Seçimdi, geçimdi akıyor hayat, toplum değişiyor, dünya dönüyor. Gaflet perde perde, insan fitneye dönüştü, kokuştu; zulüm, şirk, küfür kabardıkça kabarıyor. Firavun bozuntuları, Nemrut sürtükleri bütün dünyayı istila emelinde, mazlumlar elemden ağlıyor!
Buraya nasıl gelindi, kurtuluş nerede?
“Küre-i arzı köy şekline sokan medeniyet-i sefihe ile gaflet perdesi pek kalınlaşmıştır. Tadili, büyük bir himmette muhtaçtır. Ve keza, beşeriyet ruhundan dünyaya nazır pek çok menfezler açmıştır. Bunların kapatılması ancak Allah’ın lutfuna mazhar olanlara müyesser olur.” (Mesnevi Nuriye)

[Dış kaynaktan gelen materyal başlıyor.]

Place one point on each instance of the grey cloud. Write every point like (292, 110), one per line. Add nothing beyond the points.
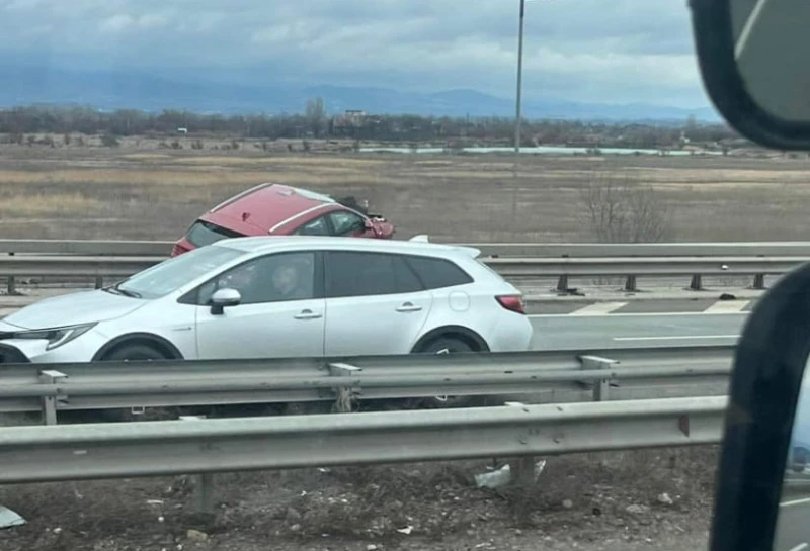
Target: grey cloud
(622, 51)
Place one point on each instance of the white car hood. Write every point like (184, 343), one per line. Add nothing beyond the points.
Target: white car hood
(73, 309)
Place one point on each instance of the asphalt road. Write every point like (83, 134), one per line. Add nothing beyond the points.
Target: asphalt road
(793, 530)
(556, 332)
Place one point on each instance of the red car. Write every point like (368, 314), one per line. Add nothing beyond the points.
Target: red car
(273, 209)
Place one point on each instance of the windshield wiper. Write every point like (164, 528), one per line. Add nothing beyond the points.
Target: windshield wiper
(117, 290)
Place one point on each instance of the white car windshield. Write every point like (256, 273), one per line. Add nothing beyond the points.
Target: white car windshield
(170, 275)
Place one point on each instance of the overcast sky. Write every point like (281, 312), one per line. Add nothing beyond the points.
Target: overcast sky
(616, 51)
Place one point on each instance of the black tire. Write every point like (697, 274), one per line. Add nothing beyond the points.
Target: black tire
(136, 353)
(446, 345)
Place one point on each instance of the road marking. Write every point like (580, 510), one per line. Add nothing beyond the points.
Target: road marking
(795, 502)
(642, 314)
(726, 306)
(598, 309)
(685, 338)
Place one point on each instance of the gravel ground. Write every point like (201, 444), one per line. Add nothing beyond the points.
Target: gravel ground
(649, 499)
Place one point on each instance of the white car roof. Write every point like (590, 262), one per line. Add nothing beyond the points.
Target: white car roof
(272, 243)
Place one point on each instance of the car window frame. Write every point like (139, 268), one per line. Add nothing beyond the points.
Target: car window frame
(192, 297)
(348, 211)
(326, 273)
(442, 260)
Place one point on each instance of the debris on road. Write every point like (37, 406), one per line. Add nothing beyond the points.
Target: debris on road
(494, 479)
(664, 499)
(9, 519)
(196, 535)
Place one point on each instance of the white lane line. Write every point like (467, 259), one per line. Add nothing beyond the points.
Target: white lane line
(795, 502)
(642, 314)
(686, 338)
(598, 309)
(727, 306)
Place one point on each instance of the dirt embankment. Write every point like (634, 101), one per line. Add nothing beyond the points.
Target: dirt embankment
(657, 499)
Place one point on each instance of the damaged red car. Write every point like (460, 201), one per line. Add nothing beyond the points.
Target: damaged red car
(273, 209)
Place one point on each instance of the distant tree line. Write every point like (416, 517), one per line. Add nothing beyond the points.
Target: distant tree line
(314, 122)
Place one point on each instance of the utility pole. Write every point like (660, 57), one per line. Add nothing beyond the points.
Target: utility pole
(519, 75)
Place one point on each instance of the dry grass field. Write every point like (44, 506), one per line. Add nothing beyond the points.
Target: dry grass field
(129, 193)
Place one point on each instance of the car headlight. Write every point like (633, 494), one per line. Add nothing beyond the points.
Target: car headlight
(55, 337)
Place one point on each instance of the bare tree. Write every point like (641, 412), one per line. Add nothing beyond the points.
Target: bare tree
(619, 210)
(316, 116)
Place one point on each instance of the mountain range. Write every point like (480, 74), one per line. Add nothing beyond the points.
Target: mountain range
(26, 85)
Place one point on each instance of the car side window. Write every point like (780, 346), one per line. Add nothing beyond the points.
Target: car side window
(437, 272)
(319, 226)
(272, 278)
(351, 274)
(345, 222)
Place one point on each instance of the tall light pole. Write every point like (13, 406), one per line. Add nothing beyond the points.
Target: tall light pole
(519, 74)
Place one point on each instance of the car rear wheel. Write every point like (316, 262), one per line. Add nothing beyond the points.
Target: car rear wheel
(137, 353)
(134, 353)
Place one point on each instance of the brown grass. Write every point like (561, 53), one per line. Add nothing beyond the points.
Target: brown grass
(40, 204)
(134, 194)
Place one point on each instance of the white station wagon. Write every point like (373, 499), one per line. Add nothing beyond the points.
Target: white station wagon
(280, 297)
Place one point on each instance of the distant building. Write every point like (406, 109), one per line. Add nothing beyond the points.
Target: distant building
(351, 118)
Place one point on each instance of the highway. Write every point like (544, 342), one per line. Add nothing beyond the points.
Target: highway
(570, 332)
(792, 533)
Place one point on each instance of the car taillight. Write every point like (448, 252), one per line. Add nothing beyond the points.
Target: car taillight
(511, 302)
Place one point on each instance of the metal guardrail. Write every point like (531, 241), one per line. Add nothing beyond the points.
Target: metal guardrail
(547, 376)
(104, 259)
(35, 454)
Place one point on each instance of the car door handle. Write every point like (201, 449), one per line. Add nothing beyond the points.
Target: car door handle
(408, 307)
(308, 314)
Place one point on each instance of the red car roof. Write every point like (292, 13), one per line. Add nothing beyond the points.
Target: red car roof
(265, 206)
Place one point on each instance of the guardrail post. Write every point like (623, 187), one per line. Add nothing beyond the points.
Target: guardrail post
(50, 403)
(562, 284)
(11, 283)
(630, 284)
(203, 491)
(345, 395)
(601, 387)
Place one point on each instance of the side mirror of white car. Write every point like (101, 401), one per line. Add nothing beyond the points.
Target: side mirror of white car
(223, 298)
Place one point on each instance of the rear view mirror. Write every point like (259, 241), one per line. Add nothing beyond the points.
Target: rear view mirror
(753, 56)
(224, 298)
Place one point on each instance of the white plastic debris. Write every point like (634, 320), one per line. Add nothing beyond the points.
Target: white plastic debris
(494, 479)
(665, 499)
(9, 519)
(539, 467)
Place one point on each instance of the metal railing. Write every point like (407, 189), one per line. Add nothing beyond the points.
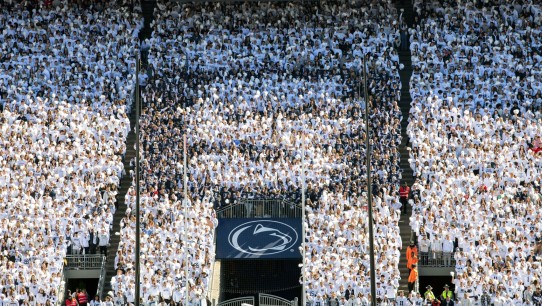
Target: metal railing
(261, 208)
(101, 281)
(238, 301)
(273, 300)
(84, 262)
(436, 259)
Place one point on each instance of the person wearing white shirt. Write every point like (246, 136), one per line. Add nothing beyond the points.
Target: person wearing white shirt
(447, 250)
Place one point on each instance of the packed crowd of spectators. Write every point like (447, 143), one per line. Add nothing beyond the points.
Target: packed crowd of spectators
(475, 128)
(64, 90)
(253, 88)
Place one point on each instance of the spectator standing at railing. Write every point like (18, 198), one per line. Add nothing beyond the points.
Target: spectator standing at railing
(447, 293)
(103, 242)
(537, 296)
(447, 250)
(448, 302)
(96, 301)
(412, 278)
(404, 192)
(412, 250)
(82, 297)
(402, 300)
(429, 295)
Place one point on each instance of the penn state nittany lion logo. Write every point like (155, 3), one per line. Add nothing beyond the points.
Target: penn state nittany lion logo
(262, 237)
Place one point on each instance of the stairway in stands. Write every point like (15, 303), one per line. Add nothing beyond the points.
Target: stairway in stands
(125, 183)
(404, 104)
(147, 7)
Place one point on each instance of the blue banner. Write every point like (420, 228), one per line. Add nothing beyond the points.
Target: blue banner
(258, 238)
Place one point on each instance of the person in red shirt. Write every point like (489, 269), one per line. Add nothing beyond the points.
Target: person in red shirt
(404, 192)
(71, 300)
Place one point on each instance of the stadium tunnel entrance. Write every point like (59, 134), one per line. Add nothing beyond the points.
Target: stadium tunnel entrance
(258, 244)
(241, 278)
(89, 284)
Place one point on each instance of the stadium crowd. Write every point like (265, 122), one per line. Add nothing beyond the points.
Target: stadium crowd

Teknoloji nimeti intibaha vesile olacağı yerde gafleti körüklüyor, şirki arttırıyor, küfrü ve zulmü kabartıyor; insan ruhundan uzaklaşıyor, yere çakılı kalıyor.
Büyük himmet nasıl gelir de kurtulur bu insanlar, öncesinde de kendimiz? Hizmet olmadan himmet olur mu, cüzi irade sarf olunmadan, akıl kullanılmadan olması mümkün mü?
İyiliği ve kötülüğü devletten bilmek, sebeplere tesir vermek; gaflet ve ülfet körlüğünden başka nedir? Himmet isteyecek halimiz var mı?
“Allah’ın rahmetinden ümit kesmeyeniz” der ayet-i kerimede, başka gidecek kapı yoktur zira. Ahir zamanın ahir ümmetinin imanını muhafazası, elinde kor tutması gibi yakıcı bir zorlukla olur.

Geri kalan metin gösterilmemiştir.